Powiedzcie coś o sobie - zachęcił.
- Dobrze - odparła szybko
Kao, jakby tylko na to czekała. - Przybyłyśmy z miasta Kanuma w prefekturze
Tochigi, ale nieraz się przeprowadzałyśmy, więc nie jest to nasze miejsce
pochodzenia - zaczęła. - Jestem rok młodsza od Ayi-nēsan, ale poszłam do szkoły
rok wcześniej, by się z nią nie rozstawać, dlatego obie chodzimy do tej samej
klasy. Jeśli o mnie chodzi, kocham śpiewać, tańczyć i rozmawiać z innymi,
dlatego nie bójcie się mnie zagadywać. Jestem pewna, że szybko się
zaprzyjaźnimy! - zawołała energicznie.
- A ty, Mitsui-san? -
zwrócił się do Ayi Yamada.
- Uhm… Lubię czytać -
rzuciła od niechcenia. - I malować. Oraz pływać.
- Och, szkoda w takim
razie, że nie mamy tu basenu - zasmucił się nauczyciel, chcąc jakoś podtrzymać
rozmowę. - Ale mamy konie. Lubicie zwierzęta?

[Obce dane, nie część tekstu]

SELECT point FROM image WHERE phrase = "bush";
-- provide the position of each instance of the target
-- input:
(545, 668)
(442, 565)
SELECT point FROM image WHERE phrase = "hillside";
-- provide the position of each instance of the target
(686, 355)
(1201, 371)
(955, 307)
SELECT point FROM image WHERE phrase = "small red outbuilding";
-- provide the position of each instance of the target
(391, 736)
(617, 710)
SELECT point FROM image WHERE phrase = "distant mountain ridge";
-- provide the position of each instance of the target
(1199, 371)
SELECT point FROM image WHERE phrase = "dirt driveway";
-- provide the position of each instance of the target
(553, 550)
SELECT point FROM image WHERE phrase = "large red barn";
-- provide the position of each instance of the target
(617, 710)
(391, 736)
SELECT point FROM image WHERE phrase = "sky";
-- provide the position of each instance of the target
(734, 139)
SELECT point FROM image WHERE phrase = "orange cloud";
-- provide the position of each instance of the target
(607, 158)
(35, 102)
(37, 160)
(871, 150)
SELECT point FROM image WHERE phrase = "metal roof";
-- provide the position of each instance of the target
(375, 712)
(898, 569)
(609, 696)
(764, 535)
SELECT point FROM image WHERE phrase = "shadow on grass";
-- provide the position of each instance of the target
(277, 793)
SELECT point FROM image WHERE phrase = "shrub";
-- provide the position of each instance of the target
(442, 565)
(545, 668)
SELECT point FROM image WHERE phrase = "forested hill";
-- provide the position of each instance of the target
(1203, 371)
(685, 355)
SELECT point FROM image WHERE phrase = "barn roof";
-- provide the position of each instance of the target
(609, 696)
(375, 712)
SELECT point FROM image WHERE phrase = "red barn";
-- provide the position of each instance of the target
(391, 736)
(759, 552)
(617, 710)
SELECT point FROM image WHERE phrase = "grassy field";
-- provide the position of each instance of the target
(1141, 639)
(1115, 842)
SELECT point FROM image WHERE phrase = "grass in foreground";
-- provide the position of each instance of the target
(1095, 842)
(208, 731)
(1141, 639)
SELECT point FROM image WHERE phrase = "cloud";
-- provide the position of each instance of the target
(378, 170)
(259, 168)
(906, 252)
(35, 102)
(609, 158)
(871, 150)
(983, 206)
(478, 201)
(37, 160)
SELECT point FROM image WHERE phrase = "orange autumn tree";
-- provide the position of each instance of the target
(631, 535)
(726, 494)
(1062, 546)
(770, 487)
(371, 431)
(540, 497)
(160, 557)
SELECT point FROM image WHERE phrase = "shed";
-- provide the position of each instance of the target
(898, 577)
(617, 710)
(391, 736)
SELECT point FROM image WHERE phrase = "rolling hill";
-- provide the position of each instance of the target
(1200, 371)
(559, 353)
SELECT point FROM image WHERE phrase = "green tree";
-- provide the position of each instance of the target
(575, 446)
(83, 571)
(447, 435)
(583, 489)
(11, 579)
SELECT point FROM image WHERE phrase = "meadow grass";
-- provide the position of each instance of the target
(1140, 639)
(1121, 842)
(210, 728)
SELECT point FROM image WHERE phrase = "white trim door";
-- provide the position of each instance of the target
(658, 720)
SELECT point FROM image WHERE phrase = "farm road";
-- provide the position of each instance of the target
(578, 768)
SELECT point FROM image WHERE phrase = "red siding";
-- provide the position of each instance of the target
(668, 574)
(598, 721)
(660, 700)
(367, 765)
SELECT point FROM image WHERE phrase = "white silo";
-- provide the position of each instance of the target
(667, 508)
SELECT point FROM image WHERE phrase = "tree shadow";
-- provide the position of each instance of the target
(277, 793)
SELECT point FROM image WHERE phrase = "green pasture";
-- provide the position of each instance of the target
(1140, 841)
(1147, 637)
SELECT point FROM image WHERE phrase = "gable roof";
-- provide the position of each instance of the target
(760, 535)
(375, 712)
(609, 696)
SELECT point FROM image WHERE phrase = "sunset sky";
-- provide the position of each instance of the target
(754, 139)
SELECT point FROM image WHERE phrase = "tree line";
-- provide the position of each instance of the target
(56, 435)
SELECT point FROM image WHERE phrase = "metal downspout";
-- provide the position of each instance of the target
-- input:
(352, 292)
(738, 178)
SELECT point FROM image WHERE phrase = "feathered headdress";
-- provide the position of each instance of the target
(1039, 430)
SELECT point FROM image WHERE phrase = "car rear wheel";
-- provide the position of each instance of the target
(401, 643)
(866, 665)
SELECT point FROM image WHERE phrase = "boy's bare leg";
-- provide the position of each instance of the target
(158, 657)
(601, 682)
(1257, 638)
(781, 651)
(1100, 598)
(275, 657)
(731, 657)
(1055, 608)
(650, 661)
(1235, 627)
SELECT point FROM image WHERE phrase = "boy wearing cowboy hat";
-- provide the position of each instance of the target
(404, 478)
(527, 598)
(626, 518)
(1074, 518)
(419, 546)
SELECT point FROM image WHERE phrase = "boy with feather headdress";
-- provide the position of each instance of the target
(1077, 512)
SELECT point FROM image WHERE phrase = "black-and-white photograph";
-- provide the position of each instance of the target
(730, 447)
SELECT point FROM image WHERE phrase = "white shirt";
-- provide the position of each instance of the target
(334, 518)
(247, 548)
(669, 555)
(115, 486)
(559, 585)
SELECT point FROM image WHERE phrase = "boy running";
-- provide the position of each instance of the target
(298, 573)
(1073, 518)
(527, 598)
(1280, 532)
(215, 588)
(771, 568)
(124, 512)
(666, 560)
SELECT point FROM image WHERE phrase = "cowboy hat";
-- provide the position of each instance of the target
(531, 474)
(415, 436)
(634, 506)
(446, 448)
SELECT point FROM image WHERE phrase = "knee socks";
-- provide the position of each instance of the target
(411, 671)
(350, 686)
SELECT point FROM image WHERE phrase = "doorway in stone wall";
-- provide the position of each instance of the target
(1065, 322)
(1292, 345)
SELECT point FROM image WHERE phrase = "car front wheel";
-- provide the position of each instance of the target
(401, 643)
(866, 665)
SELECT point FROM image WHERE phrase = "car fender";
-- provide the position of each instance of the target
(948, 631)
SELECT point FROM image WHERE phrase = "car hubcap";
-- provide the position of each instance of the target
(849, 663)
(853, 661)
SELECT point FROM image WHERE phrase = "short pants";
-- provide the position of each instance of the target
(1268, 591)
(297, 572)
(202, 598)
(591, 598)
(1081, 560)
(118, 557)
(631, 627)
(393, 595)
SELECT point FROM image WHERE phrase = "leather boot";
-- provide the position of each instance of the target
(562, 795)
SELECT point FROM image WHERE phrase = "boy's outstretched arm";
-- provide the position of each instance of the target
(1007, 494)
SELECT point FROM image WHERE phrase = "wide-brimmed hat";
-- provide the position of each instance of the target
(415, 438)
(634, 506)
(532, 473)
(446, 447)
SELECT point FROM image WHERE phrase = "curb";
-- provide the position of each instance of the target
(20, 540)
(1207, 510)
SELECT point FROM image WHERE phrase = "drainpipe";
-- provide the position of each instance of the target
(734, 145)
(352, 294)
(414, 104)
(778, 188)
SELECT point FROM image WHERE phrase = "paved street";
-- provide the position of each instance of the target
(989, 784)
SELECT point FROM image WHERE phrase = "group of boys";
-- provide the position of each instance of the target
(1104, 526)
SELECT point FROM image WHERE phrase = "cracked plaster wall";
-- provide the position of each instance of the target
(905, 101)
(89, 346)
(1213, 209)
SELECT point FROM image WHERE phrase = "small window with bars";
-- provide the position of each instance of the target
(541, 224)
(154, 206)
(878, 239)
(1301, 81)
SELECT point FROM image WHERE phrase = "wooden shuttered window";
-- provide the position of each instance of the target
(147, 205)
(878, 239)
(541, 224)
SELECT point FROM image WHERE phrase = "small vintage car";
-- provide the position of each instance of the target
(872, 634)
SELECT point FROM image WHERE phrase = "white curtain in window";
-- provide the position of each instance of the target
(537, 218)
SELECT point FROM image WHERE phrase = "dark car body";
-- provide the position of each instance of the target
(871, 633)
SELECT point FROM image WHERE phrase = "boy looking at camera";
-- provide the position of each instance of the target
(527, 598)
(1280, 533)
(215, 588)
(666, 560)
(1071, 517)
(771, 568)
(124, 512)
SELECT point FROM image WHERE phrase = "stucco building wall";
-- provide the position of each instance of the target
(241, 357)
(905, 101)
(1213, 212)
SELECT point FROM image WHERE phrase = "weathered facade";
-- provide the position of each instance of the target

- Bardzo! - oznajmiła Kao,
a Aya skinęła głową. Faktycznie, obie uwielbiały zwierzęta, ale nie znosiły
insektów, a zwłaszcza pająków.
- Dobrze, dziękuję wam
bardzo, możecie usiąść - oznajmił sympatycznym tonem Yamada. Yūki poklepała
miejsca obok siebie, więc Kao usiadła po jej lewej stronie, a Aya obok niej.
Cholera, pomyślała, ze
wszystkich klas… Dlaczego on musi być akurat w tej?
Zauważyła Zero Kiryū
jeszcze stojąc przed wszystkimi i od razu się spięła, mimo że nie zaszczycił
ich nawet spojrzeniem. Opierając głowę na prawej ręce, wpatrywał się w okno,
wyglądając na znudzonego. Kaori spostrzegła go, idąc na wskazane miejsce, ale
postanowiła ostentacyjnie go ignorować.
Przez chwilę w klasie
panował mały rozgardiasz, ale nauczycielowi udało się wreszcie opanować
sytuację i rozpocząć zajęcia. Aya siedziała jakoś dziwnie sztywno, a Kaori
przez całą lekcję rozglądała się po sali w poszukiwaniu nowych koleżanek oraz
potencjalnych obiektów westchnień. Nikt nie przykuł jednak jej uwagi, jeśli
chodzi o wybranka serca. Jeśli chodzi o wygląd, niechętnie, acz obiektywnie
musiała przyznać, że tylko Zero jest nieprzeciętnie przystojny, niemniej nie
zamierzała go nigdy w tej kwestii uświadamiać.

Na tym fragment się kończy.